The Dragons of Nova (Loom Saga #2)

“Good.” Florence squeezed his fingers.

For the first time in her life, she thought about kissing someone. She thought about closing the gap between them and placing her mouth on his, about crossing the line of familiarity into desire. It would be easy to do, almost too easy, and somewhere inside herself, she knew it wouldn’t be unwelcome.

“Why do you stand with me?” she asked, holding them in place, letting the world fall away in the gaps between her words.

“Because you see the world differently. You have a connection to the greatness that Loom was, like the elders… But you look with eyes like mine, like Nora’s, to how that will change to make a future for all of us. You’ve seen so much.” Derek swallowed. “Because you’re as undeniable as a pulse.”

“Stay with me, Derek. Stay with me. Tether the rest of them to you, and stay with me.”

“Are you sure you want this?”

“This is what I was made to do.” She let him go, allowing him to reach his own conclusions. She was satisfied.

The rest of them were chained to something: love of a guild, loyalty to a Vicar, memories of the past. Florence did not live in bondage. She had struggled for so long trying to find a place where she belonged that she had never stopped to see the innate benefits of belonging to nowhere. She could do things no one else could do. She could be things no one else could be.

Florence helped herself into the room where they kept the gun powder. The lock hung open on the door. A quiet invitation, the first “accident” in a series of many to come in the following minutes and hours.

The canister she made was simple and small.

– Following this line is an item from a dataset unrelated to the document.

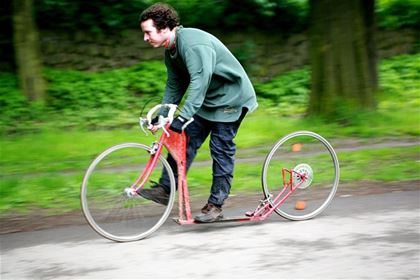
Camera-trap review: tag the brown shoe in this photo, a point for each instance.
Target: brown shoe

It would be a quiet shot, one with the power it needed and no more.

As she continued silently back through the city, across bridges that spanned the trees and through spiraling outer staircases, Florence cemented her resolve. She wondered what Arianna would think. The woman would undoubtedly find out. Would she be angry, or proud?

In the end, it didn’t matter. Florence wasn’t doing it for Arianna. She was doing it because she believed it was right. Because it was what Loom needed, and in the name of a cause she was willing to die for. She had set the future she thought the world needed in motion; she would accept the responsibility that came with keeping its momentum.

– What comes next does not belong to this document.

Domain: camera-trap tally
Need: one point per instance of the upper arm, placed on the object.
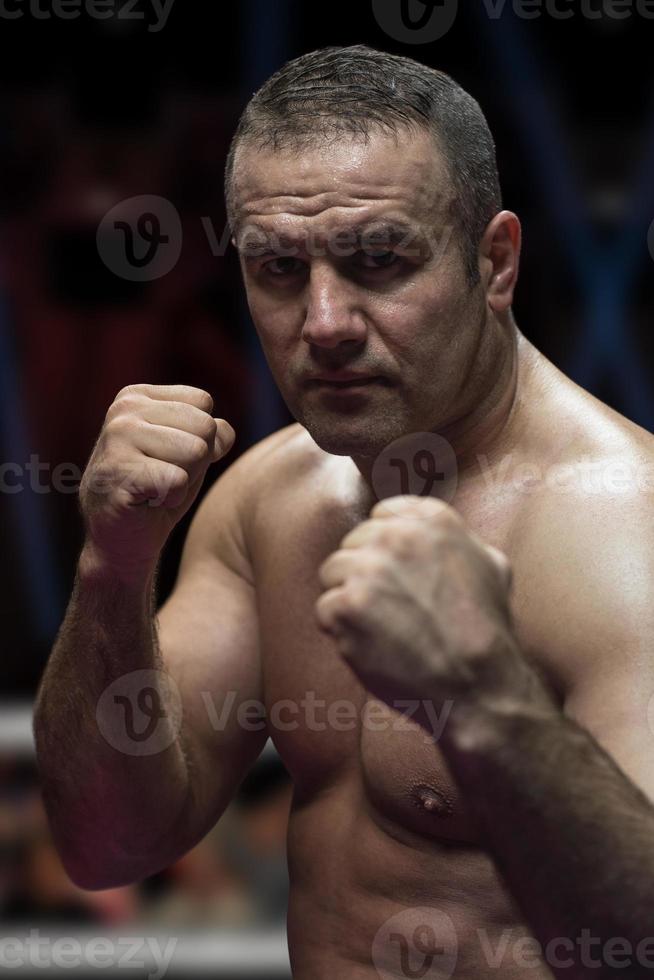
(209, 642)
(597, 616)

The door to the Vicar’s chambers was unlocked. Florence rounded the desk from behind which she had been reprimanded mere hours before. Behind it was another door that led upward to a makeshift laboratory. Magic hummed quietly in the air. The bubbling of beakers over tiny torches masked her footfalls. There was a power in sneaking, in moving unknown to all. It was a predatory rush and she wondered momentarily if Arianna still had the same feeling when she donned the coat of the White Wraith.

Florence opened the door to the uppermost level over the course of several breaths. It sighed softly, but the speed silenced any squeals from the hinges. There, sleeping under the moonlight filtered through the clouds above Loom and the thin curtain, was the Vicar Alchemist.

Florence adjusted the grip on her revolver.

Now was not the time for second guessing. Now was not the time for hesitation. There was one future before them, kill or be killed. Any who didn’t see that were a risk to the rest of them.

Strategic sacrifices had to be made.

Florence crossed the room in a few wide steps. A floorboard creaked from her unhesitant movement and the Vicar stirred. Florence raised her arm.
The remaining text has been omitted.